Thoughts on built-in documentation for command-line utilities (Part I)
While the de facto standard form of documentation on Unix-like systems remains to be manual pages written in some incarnation of the roff formatting language, most command-line utilities in this day and age also provide one or another form of built-in documentation. And while larger software projects, such as GNU or the BSDs, each have their own more or less strictly defined rules or conventions on how to implement such documentation, it’s a complete do-as-you-please affair for those who develop software independently.

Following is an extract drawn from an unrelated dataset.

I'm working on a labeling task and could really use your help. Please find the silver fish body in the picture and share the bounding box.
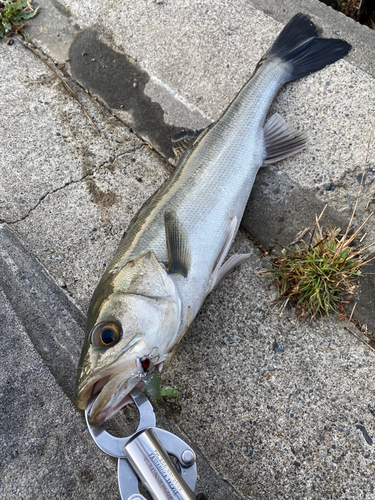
[76,14,350,425]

But, as nice as not being bound by any pre-defined rules may be, the absence of well-thought-out guidelines also makes it hard to use this freedom wisely. In fact, many command-line utilities offer built-in documentation in a way that makes it hard to use.
The purpose of this article is thus to give the question of how such documentation should be implemented careful consideration and, at the end, extract a set of guidelines on what makes a sensible implementation. To establish a reasonable basis for that, I will first try to define the actual purpose of built-in command documentation. Then I will take a look mainly at three different projects that each have their own distinct way of providing it – namely GNU, OpenBSD, and BusyBox –, discuss their merits and drawbacks, and also briefly comment on a few independent utilities along the way.
As there’s quite a lot of material to be covered here, I have decided to split this article up into two parts. The first one, i.e., this text, will deal with the basic whats and whys of built-in documentation and look at how GNU implements it. The second part will then cover OpenBSD and BusyBox as well as the discussion of some best-practice guidelines.
What is it good for?
Having looked at this from a few different angles, I’d say that the purpose of built-in command documentation essentially is
- to present that information about a command which is most immediately useful to someone wanting to run it
- to present this information in a very concise form
- to make it more readily accessible than the standard documentation
These things obviously overlap to a considerable extent, which means that, on the one hand, a lot of synergistic effect is to be had by getting them all right. On the other hand, the usefulness of built-in documentation is easily hurt by getting one of them wrong.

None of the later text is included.